At the bottom of its path, the ball strikes a 2.30 kg steel block initially at rest on a frictionless surface. The collision is elastic. Find (a) the speed of the ball and (b) the speed of the block, both just after the collision.

Answer 1

Answer:

(a). The speed of the ball after collision is 2.01 m/s.

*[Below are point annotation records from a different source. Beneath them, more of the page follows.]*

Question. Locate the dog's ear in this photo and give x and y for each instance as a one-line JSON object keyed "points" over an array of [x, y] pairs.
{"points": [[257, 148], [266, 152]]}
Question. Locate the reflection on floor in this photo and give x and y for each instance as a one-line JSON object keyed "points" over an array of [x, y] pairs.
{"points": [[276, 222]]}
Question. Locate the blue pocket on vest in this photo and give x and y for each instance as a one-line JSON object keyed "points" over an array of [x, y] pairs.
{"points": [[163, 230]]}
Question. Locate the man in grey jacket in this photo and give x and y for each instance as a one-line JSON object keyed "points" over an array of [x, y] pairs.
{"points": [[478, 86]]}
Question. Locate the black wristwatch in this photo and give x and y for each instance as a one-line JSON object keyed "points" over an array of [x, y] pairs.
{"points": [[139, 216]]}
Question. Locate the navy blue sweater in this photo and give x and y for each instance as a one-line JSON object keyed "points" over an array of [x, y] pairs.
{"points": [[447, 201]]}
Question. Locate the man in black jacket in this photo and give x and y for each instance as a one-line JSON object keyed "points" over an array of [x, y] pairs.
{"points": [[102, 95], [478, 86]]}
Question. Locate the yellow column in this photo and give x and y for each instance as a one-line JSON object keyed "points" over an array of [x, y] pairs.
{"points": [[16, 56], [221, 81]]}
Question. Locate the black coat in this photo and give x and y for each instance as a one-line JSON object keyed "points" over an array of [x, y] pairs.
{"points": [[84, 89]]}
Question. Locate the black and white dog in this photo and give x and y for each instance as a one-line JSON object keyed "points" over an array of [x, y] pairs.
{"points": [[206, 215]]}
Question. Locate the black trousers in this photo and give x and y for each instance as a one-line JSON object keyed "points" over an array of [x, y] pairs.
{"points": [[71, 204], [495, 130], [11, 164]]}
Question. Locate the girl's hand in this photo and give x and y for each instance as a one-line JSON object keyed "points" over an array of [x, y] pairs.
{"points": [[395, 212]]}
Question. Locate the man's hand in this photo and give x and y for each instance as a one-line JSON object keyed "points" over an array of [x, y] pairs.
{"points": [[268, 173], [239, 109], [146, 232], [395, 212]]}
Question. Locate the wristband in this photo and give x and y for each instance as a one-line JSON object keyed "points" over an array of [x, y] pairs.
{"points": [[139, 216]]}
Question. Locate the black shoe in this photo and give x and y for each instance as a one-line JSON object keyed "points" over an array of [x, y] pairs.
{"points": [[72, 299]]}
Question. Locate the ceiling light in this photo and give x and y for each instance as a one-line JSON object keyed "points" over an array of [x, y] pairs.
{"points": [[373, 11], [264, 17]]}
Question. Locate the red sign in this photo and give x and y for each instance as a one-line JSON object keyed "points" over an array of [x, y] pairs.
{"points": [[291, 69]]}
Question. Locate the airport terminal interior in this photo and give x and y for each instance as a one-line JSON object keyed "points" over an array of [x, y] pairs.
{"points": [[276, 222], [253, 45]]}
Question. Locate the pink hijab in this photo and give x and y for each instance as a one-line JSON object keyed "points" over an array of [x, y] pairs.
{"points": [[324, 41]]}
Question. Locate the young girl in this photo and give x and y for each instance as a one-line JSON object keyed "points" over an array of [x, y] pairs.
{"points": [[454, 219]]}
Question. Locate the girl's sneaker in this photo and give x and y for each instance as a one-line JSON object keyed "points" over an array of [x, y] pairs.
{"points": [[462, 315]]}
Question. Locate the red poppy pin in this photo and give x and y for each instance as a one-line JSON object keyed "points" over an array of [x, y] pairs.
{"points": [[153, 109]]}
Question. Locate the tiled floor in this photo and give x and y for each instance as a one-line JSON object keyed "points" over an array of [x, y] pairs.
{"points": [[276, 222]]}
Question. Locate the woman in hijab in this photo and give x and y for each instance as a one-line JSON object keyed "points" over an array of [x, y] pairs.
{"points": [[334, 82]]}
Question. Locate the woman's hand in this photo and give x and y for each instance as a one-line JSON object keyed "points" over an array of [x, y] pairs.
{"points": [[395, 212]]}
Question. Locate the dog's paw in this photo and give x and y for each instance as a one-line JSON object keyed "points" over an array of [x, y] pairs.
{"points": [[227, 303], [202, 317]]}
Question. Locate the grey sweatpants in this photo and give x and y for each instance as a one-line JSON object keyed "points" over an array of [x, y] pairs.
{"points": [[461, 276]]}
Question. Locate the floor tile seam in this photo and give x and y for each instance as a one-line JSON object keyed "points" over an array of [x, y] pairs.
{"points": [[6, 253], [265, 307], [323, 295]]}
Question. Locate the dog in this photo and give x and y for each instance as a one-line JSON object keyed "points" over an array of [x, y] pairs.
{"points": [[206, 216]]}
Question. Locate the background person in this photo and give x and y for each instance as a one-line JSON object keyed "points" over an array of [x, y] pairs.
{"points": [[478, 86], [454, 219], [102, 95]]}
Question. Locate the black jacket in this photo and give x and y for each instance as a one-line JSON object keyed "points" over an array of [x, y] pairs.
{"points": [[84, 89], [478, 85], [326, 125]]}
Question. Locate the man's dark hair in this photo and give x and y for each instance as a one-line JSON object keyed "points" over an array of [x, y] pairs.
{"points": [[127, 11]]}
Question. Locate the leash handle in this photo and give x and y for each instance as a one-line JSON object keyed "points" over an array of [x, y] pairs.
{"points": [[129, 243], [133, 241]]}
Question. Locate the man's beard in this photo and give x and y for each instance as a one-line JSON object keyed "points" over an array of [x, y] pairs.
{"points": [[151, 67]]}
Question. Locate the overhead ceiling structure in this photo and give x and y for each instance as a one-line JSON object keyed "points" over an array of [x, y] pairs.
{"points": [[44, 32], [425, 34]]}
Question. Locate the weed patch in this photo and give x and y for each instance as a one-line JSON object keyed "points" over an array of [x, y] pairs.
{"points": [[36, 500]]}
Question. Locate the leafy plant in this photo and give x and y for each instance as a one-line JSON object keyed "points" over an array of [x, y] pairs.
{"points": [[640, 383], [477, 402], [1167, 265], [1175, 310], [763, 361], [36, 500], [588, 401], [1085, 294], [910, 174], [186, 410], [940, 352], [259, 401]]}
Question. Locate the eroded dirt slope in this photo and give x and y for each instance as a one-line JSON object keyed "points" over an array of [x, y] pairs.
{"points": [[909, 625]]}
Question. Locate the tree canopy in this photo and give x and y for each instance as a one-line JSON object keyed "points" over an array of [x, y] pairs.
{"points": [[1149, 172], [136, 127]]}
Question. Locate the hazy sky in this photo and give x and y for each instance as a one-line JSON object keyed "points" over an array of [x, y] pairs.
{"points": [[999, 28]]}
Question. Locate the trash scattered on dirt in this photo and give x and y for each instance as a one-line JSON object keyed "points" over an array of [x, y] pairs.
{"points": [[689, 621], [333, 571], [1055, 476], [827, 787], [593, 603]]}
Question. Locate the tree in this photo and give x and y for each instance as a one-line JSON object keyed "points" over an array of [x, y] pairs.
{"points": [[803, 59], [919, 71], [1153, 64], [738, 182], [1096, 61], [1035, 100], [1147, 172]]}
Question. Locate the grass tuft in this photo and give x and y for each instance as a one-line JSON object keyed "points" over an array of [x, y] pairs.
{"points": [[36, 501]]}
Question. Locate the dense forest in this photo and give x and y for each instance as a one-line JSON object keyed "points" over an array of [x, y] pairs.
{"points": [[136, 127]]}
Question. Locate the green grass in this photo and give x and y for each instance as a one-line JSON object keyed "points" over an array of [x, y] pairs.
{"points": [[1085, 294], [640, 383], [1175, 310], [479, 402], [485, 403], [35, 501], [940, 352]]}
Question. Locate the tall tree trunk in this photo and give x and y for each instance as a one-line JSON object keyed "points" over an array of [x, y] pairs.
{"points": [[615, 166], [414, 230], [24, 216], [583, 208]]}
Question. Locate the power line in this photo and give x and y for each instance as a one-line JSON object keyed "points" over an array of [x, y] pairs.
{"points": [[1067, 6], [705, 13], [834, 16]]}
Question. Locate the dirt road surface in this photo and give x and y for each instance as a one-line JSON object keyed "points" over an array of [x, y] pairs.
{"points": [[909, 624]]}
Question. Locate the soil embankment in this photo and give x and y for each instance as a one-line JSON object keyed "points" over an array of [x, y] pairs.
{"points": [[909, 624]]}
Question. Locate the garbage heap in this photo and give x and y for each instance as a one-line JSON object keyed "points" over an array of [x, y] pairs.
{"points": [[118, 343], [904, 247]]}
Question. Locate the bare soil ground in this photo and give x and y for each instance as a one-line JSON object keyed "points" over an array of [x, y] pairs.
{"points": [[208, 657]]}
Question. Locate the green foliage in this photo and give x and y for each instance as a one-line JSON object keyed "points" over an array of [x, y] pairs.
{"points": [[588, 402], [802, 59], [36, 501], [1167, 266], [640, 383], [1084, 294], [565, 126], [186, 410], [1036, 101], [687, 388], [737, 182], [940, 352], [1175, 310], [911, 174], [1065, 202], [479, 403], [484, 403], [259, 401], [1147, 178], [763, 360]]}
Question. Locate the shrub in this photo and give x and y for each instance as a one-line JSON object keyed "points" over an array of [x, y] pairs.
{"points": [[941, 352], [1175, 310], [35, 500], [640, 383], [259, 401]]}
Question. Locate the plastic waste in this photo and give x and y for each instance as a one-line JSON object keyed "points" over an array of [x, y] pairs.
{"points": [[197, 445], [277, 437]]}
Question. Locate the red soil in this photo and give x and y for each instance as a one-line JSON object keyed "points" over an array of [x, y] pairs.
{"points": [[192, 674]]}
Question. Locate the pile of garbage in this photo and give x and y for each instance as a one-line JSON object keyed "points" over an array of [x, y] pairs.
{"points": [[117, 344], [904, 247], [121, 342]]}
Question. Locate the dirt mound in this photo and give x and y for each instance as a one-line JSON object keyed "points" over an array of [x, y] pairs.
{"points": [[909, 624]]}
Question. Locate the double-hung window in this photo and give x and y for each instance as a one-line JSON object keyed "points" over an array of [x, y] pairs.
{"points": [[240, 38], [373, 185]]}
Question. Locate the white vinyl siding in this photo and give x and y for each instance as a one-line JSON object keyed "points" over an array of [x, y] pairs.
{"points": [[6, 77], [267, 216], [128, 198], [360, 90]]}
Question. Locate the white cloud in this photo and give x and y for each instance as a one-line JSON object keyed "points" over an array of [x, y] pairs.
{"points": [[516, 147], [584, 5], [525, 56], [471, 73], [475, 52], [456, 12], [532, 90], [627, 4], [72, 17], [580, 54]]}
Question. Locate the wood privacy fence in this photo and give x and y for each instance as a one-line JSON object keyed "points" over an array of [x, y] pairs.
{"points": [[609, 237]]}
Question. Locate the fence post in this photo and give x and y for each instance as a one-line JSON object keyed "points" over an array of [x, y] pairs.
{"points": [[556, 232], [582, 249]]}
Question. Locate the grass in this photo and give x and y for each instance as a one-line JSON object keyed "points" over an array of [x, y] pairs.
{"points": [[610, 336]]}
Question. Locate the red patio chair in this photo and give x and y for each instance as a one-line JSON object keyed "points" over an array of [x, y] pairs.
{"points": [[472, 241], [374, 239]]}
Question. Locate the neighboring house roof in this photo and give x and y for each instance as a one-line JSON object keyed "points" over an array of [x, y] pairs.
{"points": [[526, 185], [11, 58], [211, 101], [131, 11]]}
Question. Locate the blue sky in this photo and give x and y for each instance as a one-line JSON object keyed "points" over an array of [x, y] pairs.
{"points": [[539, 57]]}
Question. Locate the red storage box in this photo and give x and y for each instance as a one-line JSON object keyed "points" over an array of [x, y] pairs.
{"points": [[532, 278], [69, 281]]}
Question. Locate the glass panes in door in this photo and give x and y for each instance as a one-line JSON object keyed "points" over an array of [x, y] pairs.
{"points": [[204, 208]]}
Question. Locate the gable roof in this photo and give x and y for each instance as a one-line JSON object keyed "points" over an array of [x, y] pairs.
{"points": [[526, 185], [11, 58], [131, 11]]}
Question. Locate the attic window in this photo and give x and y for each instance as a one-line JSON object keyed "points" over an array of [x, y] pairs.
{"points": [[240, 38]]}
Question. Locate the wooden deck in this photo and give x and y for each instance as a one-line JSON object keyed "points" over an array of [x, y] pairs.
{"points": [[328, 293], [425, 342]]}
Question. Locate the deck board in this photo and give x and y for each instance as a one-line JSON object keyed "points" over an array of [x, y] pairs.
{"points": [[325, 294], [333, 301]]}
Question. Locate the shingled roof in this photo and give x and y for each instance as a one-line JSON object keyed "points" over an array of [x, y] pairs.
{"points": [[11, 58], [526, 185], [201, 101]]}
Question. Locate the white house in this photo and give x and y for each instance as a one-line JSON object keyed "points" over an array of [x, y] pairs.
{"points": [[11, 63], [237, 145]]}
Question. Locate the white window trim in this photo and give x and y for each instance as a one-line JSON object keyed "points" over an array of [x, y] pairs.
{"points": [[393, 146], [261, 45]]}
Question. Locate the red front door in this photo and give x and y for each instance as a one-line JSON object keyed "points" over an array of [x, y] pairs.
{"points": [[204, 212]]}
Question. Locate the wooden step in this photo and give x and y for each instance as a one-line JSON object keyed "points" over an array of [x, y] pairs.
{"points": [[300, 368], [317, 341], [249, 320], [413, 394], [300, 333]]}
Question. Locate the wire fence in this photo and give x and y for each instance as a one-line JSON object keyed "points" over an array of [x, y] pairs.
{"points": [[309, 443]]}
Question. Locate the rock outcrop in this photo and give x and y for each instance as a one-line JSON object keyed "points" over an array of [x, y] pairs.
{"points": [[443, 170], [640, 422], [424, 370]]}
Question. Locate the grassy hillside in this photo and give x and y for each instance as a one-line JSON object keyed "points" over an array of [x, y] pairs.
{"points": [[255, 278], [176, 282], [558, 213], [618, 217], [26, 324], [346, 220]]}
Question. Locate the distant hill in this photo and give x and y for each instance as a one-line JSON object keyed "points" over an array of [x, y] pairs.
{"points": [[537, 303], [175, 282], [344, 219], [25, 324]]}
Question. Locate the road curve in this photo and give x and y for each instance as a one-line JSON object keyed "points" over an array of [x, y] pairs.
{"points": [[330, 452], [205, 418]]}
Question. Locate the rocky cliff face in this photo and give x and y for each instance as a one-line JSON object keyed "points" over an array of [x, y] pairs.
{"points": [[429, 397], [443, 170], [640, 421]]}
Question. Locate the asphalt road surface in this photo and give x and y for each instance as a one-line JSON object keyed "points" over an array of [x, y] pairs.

(b). The speed of the block after collision 1.11 m/s.

Explanation:

Suppose, A steel ball of mass 0.500 kg is fastened to a cord that is 50.0 cm long and fixed at the far end. The ball is then released when the cord is horizontal.

Given that,

Mass of steel block = 2.30 kg

Mass of ball = 0.500 kg

Length of cord = 50.0 cm

We need to calculate the initial speed of the ball

Using conservation of energy

$\dfrac{1}{2}mv^2=mgl$

$v=\sqrt{2gl}$

Put the value into the formula

$u=\sqrt{2\times9.8\times50.0\times10^{-2}}$

$u=3.13\ m/s$

The initial speed of the ball $u_{1}=3.13\ m/s$

The initial speed of the block $u_{2}=0$

(a). We need to calculate the speed of the ball after collision

Using formula of collision

$v_{1}=(\dfrac{m_{1}-m_{2}}{m_{1}+m_{2}})u_{1}+(\dfrac{2m_{2}}{m_{1}+m_{2}})u_{2}$

Put the value into the formula

$v_{1}=(\dfrac{0.5-2.30}{0.5+2.30})\times3.13$

$v_{1}=-2.01\ m/s$

Negative sign shows the opposite direction of initial direction.

(b). We need to calculate the speed of the block after collision

Using formula of collision

$v_{2}=(\dfrac{2m_{1}}{m_{1}+m_{2}})u_{1}+(\dfrac{m_{1}-m_{2}}{m_{1}+m_{2}})u_{2}$

Put the value into the formula

$v_{2}=(\dfrac{2\times0.5}{0.5+2.30})\times3.13+0$

$v_{2}=1.11\ m/s$

Hence, (a). The speed of the ball after collision is 2.01 m/s.

(b). The speed of the block after collision 1.11 m/s.